Zhagoli predicted its judges will do a "great job (to) protect the rights of those working the media and will bring about judicial justice."

"It is now much easier for people to connect with each other and, therefore, certain new crimes are being committed that cannot be overlooked," he added, according to a translation of his remarks from Khabar.

Sunday's announcement comes days after the fall of Egyptian President Hosni Mubarak. The head of Iran's National Security Council and other Iranian authorities had lauded this development, comparing "the Egyptian Revolution with the victory of Iran's Islamic Revolution," according to Iran's state-run media.

But while publicly praising the Egyptian revolution, the Iranian government has rounded up activists after Iran's two leading opposition figures called for a rally Monday in support of the uprising in Egypt.

On Saturday, Iranian authorities had blocked key internet searches in an apparent effort to obstruct access to sites touting the rally, according to an opposition website and two Tehran residents.

Iranian authorities on Wednesday warned against any attempt by the opposition movement to hold a rally. Revolutionary Guard Cmdr. Hossein Hamedani told the state-run Islamic Republic News Agency, "We definitely see them as enemies of the revolution and spies, and we will confront them with force."

The White House says such threats to stifle dissent and mass communication suggest that Iran's government is not willing to let its people voice their views and embrace freedom.

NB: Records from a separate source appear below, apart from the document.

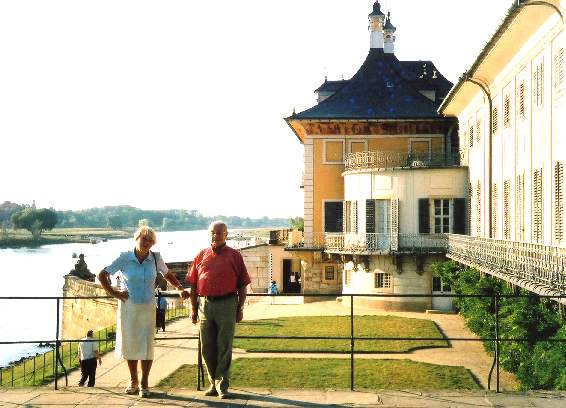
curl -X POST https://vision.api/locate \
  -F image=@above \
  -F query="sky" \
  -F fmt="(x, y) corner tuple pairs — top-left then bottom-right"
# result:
(0, 0), (511, 217)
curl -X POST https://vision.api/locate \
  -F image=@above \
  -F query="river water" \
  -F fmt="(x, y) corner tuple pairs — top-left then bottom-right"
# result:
(0, 230), (253, 366)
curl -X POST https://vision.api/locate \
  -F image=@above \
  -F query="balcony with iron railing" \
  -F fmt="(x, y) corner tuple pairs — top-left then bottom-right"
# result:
(287, 232), (447, 255)
(325, 233), (447, 255)
(447, 234), (566, 300)
(345, 151), (460, 171)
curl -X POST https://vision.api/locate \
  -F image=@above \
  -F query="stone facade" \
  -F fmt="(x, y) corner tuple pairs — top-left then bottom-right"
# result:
(343, 255), (445, 312)
(61, 275), (118, 340)
(240, 244), (271, 293)
(61, 262), (189, 340)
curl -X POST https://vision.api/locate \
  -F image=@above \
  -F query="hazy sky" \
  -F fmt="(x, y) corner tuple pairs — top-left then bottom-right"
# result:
(0, 0), (511, 217)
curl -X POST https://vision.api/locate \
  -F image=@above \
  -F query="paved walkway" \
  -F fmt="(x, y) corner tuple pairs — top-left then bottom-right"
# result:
(59, 298), (517, 391)
(0, 387), (566, 408)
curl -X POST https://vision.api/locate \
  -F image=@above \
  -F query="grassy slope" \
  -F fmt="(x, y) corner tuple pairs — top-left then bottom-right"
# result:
(159, 358), (480, 391)
(234, 316), (448, 353)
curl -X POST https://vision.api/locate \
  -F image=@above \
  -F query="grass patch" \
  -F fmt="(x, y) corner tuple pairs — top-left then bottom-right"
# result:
(0, 326), (116, 387)
(0, 307), (191, 387)
(162, 358), (480, 390)
(234, 316), (448, 353)
(0, 228), (132, 248)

"They are scared," press secretary Robert Gibbs said Friday, hours after Mubarak stepped down. "That's why they threatened to kill anybody that tries to do this. That's why they have shut off all measure of communication."

Even with restrictions on journalists, Memarian said many Iranians have been able to track recent developments in Egypt and elsewhere in forums beyond state-run media, including watching news reports from international media and viewing stories online.

He said independent journalists still exist within Iran, even after a massive crackdown following popular unrest after the 2009 elections. Their accounts may become important if, as he predicts, opposition forces find renewed strength and voice their views publicly in the coming days.

"We challenge the narrative of the government," Memarian said, noting that reports get out funneled through journalists like himself and posted online more anonymously. "They do their role, even if they don't go public in that role."